The order O’Connor issued on Thursday is known as a “preliminary injunction,” meaning that it halts the Labor Department’s equality rule until a full trial on the merits determines whether the rule is valid. To win a preliminary injunction, however, the four states that sued challenging equal rights to gay couples — Texas, Arkansas, Louisiana, and Nebraska — had to demonstrate that they had a “substantial likelihood of success on the merits.”

The mere fact that marriage equality is currently before the Supreme Court is not enough to prevent these four states from making such a showing, but the Court has done far more than simply announce that they will decide this question. Even before the Court agreed to hear this issue, it took the unusual step of allowing lower court orders supporting marriage equality to take effect. Under normal circumstances, the justices prefer to maintain the pre-litigation status quo until after they have weighed an issue of national importance — and they normally follow this practice for good reason. It would be profoundly cruel for the courts to extend equal marriage rights to couples in many states, only to have those rights yanked away months later by the justices.

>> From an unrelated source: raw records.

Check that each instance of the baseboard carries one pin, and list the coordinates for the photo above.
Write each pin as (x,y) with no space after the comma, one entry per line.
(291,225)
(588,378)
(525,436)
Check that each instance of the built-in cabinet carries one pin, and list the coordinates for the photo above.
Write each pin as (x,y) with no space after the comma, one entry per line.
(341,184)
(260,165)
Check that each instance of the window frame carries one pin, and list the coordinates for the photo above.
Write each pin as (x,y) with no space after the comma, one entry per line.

The Supreme Court continued to allow new lower court orders supporting equality to take effect after it agreed to decide the fate of marriage equality. This practice is what prompted Justice Thomas to complain that his colleagues were signaling that they intended to strike down marriage discrimination later this year.

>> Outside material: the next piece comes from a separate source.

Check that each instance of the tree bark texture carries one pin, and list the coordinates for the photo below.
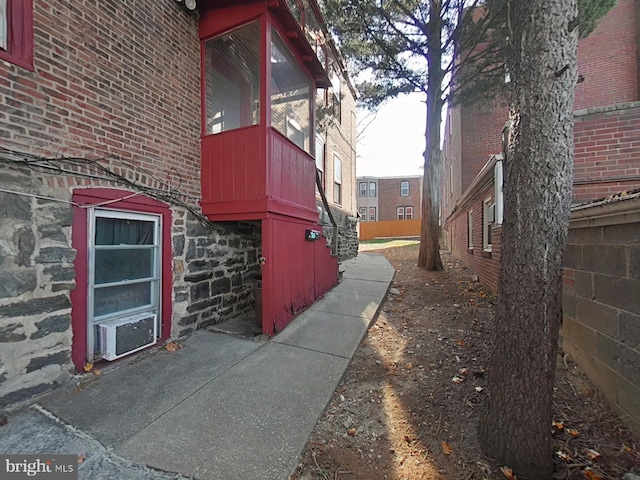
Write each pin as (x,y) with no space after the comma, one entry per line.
(515,425)
(429,253)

O’Connor’s claim that there is a “substantial likelihood” that the four anti-gay state plaintiffs will prevail in their challenge to the Labor Department’s rules requires a kind of willful ignorance of this history. The Supreme Court does not ordinarily telegraph its future decisions with such clarity, but in this case it has — and Judge O’Connor should have listened.


Instead, O’Connor largely rests his opinion on the fact that a provision of DOMA — which provides that states do not need to “give effect” to another state’s actions “respecting a relationship between persons of the same sex that is treated as a marriage under the laws of such other State” — was not struck down in Windsor. This is true as far as it goes, as that provision was not at issue in the Windsor case, but it begs the question of whether any state may lawfully deny equal marriage rights to gay couples under the Constitution. Though O’Connor acknowledges that federal appeals courts disagree on the correct answer to this question, he papers over the fact that the overwhelming majority of federal judges to consider the question since Windsor have agreed that marriage discrimination is impermissible.

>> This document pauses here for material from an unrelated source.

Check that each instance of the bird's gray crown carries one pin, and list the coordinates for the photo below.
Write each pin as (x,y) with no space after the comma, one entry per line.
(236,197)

To O’Connor, this is a case about whether the Department of Labor may “unilaterally impose its definition of marriage upon the states.” According to his opinion, “Congress has not delegated to the Department the power to force states defining marriages traditionally to afford benefits in accordance with the marriage laws of states defining marriage to include same-sex marriages.” Ultimately, however, both the Department of Labor and the plaintiff states in this litigation are bound by an even higher authority than Congress — the Constitution of the United States. Though O’Connor’s decision may succeed in thwarting that Constitution for a few days or even a few months, depending on how long it takes for a higher court to stay or reverse his order, it is unlikely that O’Connor’s eleventh-hour attack on equality will ultimately prevail.